La première leçon du management pour les nuls, c'est qu'il faut fixer les objectifs à atteindre, et laisser les équipes libres de trouver les moyens d'y parvenir. Leur créativité est étonnante. En ce qui concerne le climat, l'objectif, c'est de contenir le réchauffement climatique à moins de deux degrés. Pas de réduire la consommation d'énergie des Français, ni de préférer l'éolien au nucléaire ou la réduction de la consommation à l'utilisation du gaz. Tous les pays du monde l'ont compris, sauf l'Europe, dont la France qui a décidé de façon arbitraire comment atteindre cet objectif. Une méthode sûre pour faire les mauvais choix.

En 2014, la réduction de la production des gaz à effet de serre semble considérée comme le meilleur moyen de maîtriser l'évolution du climat. La nécessité pour la France, déjà un très bon élève dans cette matière, de s'engager d'urgence dans cette lutte fait légitimement débat. Mais, une fois ce choix fait, reste à décider de la meilleure façon d'y parvenir. Ni les deux superpuissances (Chine, États-Unis), les plus productrices de gaz à effet de serre, ni les 196 pays qui ont signé l'accord de la conférence onusienne de Lima sur le climat ne se sont engagés sur la façon dont ils vont tenir leurs engagements.
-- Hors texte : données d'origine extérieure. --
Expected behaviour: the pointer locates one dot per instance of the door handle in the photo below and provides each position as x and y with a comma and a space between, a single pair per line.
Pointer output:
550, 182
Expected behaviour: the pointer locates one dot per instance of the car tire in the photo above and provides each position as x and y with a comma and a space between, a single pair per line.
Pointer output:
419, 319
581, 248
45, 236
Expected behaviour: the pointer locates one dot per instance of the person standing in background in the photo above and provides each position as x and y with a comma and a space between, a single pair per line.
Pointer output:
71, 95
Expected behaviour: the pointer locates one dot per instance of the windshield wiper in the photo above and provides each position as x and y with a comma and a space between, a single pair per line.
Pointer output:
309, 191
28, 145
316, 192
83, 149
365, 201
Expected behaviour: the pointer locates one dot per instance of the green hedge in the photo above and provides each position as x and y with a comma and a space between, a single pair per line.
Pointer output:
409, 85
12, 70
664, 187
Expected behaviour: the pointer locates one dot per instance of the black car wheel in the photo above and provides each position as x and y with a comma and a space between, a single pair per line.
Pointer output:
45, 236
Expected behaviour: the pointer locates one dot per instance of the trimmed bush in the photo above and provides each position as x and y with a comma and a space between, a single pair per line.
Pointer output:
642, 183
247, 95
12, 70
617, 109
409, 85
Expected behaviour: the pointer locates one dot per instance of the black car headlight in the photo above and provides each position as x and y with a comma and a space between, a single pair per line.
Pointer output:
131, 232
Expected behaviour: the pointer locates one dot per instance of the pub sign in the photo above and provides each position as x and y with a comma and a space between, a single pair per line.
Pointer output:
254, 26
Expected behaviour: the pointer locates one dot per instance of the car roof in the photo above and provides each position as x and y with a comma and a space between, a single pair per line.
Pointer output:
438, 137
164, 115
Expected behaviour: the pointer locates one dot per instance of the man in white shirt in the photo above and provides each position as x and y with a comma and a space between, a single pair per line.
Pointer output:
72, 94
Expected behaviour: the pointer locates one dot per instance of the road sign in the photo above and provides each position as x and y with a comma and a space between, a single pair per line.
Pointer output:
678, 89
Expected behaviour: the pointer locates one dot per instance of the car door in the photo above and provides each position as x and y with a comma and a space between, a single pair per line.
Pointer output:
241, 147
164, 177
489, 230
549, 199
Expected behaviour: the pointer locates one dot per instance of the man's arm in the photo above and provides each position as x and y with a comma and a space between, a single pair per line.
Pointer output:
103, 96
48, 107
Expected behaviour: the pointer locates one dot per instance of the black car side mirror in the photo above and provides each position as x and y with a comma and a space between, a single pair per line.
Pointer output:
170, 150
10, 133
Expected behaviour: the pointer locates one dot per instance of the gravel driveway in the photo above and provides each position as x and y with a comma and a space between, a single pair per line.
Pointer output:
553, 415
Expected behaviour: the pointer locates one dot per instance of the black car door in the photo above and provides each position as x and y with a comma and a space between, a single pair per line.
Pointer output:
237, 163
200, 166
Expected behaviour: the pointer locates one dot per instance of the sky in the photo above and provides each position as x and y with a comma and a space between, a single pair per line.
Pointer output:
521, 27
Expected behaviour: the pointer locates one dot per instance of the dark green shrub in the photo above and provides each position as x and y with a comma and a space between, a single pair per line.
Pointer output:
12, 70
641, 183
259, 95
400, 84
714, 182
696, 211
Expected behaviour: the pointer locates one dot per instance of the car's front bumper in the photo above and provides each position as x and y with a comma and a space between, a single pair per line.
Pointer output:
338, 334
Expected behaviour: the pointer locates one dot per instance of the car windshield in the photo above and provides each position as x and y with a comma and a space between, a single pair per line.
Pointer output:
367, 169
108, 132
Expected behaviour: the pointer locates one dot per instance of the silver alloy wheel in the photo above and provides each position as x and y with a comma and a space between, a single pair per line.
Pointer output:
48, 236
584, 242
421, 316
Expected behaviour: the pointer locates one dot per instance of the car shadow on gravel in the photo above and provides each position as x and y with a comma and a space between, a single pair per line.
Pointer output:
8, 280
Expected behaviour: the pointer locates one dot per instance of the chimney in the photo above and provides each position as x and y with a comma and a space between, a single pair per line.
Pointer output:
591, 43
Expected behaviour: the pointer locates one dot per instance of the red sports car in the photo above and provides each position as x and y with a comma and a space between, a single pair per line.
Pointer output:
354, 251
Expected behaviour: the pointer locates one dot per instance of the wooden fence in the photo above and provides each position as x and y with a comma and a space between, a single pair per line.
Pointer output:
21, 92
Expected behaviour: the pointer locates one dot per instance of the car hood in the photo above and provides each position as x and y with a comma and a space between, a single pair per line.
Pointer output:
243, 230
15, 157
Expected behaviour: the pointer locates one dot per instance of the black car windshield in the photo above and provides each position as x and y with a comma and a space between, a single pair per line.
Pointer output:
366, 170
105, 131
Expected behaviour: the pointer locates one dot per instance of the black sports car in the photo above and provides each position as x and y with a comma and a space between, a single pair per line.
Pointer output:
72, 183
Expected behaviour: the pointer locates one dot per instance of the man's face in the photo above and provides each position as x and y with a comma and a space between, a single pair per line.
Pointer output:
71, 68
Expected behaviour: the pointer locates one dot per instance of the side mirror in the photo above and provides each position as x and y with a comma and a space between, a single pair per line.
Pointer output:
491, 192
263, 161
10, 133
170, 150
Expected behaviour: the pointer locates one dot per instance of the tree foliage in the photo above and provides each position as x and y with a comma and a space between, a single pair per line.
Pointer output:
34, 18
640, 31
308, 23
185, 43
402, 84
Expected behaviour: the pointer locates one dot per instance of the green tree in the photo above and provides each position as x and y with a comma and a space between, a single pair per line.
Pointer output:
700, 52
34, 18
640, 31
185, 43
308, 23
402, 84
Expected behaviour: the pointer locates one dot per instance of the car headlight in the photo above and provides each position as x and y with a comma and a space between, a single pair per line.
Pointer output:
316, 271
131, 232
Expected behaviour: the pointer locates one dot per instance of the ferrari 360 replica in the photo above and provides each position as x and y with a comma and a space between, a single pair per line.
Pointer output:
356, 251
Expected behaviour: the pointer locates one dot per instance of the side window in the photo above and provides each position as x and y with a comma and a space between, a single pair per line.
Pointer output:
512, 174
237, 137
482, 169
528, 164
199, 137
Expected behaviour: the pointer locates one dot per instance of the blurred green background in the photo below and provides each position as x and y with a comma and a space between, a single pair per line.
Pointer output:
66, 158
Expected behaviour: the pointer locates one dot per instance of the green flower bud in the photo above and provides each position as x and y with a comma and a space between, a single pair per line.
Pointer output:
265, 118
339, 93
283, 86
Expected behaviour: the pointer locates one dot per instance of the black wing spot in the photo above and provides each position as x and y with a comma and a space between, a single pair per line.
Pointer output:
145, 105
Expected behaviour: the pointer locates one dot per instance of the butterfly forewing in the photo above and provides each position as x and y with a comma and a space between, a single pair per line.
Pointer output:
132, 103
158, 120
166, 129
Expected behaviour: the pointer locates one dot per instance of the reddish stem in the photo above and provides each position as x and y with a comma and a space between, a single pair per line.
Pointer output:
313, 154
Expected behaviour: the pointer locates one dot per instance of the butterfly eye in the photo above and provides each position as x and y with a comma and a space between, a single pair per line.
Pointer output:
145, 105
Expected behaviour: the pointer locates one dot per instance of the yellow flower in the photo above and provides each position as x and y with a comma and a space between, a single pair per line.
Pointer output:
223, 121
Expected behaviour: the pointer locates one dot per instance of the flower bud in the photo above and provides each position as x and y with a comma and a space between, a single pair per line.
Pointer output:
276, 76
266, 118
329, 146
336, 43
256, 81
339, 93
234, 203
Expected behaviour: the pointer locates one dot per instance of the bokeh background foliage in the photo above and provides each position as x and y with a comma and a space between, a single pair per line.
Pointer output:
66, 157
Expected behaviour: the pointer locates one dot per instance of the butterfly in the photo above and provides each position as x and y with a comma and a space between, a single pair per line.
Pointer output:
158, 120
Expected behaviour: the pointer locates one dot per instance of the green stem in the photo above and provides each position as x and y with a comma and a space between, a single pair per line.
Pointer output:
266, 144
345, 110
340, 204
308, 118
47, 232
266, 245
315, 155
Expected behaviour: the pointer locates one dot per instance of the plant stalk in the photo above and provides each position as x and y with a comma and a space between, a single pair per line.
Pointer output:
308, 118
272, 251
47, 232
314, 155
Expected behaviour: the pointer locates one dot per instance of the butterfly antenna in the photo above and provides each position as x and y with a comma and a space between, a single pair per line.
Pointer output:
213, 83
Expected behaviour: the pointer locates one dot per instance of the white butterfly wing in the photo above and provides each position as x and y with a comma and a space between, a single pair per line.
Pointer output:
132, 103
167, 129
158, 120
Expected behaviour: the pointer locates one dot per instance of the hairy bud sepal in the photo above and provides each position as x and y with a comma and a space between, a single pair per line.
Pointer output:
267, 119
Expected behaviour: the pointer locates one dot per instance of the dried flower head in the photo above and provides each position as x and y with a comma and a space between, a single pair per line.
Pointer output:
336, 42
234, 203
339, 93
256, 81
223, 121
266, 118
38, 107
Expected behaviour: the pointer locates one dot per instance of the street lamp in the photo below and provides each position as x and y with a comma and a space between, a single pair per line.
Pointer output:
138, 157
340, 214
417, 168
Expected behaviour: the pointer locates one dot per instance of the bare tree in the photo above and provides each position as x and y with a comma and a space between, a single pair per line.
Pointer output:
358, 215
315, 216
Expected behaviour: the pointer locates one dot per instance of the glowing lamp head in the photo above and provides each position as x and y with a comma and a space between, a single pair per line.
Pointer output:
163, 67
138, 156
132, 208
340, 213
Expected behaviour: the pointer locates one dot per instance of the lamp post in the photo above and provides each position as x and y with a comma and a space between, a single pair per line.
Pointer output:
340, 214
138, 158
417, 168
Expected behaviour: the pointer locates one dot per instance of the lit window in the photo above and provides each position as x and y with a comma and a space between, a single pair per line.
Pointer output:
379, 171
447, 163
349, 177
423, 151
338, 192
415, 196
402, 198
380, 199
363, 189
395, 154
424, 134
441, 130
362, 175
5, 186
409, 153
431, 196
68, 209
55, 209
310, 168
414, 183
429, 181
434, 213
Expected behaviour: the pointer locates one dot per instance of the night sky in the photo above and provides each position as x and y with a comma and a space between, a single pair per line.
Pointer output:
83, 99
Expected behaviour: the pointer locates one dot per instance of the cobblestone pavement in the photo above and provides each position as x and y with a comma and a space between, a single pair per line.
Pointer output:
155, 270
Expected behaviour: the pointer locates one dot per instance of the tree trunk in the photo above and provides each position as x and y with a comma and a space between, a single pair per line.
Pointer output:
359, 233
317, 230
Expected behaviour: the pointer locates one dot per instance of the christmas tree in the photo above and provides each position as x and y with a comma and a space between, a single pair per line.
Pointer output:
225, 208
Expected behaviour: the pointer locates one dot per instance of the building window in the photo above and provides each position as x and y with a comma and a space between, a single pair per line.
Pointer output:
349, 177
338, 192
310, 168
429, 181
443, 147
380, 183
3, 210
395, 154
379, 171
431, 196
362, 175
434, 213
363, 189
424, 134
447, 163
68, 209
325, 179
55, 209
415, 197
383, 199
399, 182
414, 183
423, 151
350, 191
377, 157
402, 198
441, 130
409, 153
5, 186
Engagements des différents pays au 1er janvier 2015
Chine commencer à réduire sa production de CO₂ autour de 2030
États-Unis réduire sa production de CO₂ de 26 à 28 % de 2005 à 2025
Accord de Lima réduire sa production de CO₂ de 40 à 70 % d'ici 2050
Europe (UE) réduire sa production de CO₂de 40% en 2030 par rapport à 1990
atteindre 27 % d'énergie renouvelable
réduire de 30 % leur consommation d'énergie par rapport à 1990
France réduire sa production de CO₂ de 40% en 2030 par rapport à 1990
réduire notre consommation d'énergie finale de 50 % en 2050 par rapport à 2012 (et de 30 % en 2030)
réduire notre consommation d'énergie fossile de 30 % en 2030 par rapport à 2012
atteindre 32 % d'énergie renouvelable en 2030 (23 % en 2020)
réduire de 33 % le pourcentage d'électricité d'origine nucléaire en 2025 par rapport à la situation de 2015
imposer la norme de construction RT 2012 qui favorise le chauffage au gaz au détriment de l'électrique

Rester agile

Comme on le voit ci-dessus, la France s'est enfermée dans le carcan le plus contraignant possible, alors que chaque année apporte des bouleversements (quantité, type, prix) dans le domaine de l'énergie [1]. Un engagement très imprudent qui, soit ne sera pas tenu, soit le sera aux dépens du niveau de vie des Français et du statut de la France. Personne, en 2014, ne sait ce qui va se passer dans le domaine de l'énergie d'ici 2050. La baisse de la consommation, l'efficacité énergétique par la technologie, le remplacement du charbon et du pétrole par le gaz [2], le nucléaire, le solaire, la capture du CO2, les agrocarburants produits à partir de plantes OGM, la réduction de la production des autres gaz à effet de serre sont des candidats crédibles. Et les candidats à venir sont encore inconnus. Toutes solutions qui peuvent, peut-être, permettre d'atteindre le véritable objectif : maîtriser l'augmentation de la température. Et non pas d'imposer aux Français des contraintes coûteuses et arbitraires comme de réduire la consommation d'énergie ou de diminuer le pourcentage de nucléaire en décidant a priori de fermer, par ou pour l'exemple, la centrale de Fessenheim.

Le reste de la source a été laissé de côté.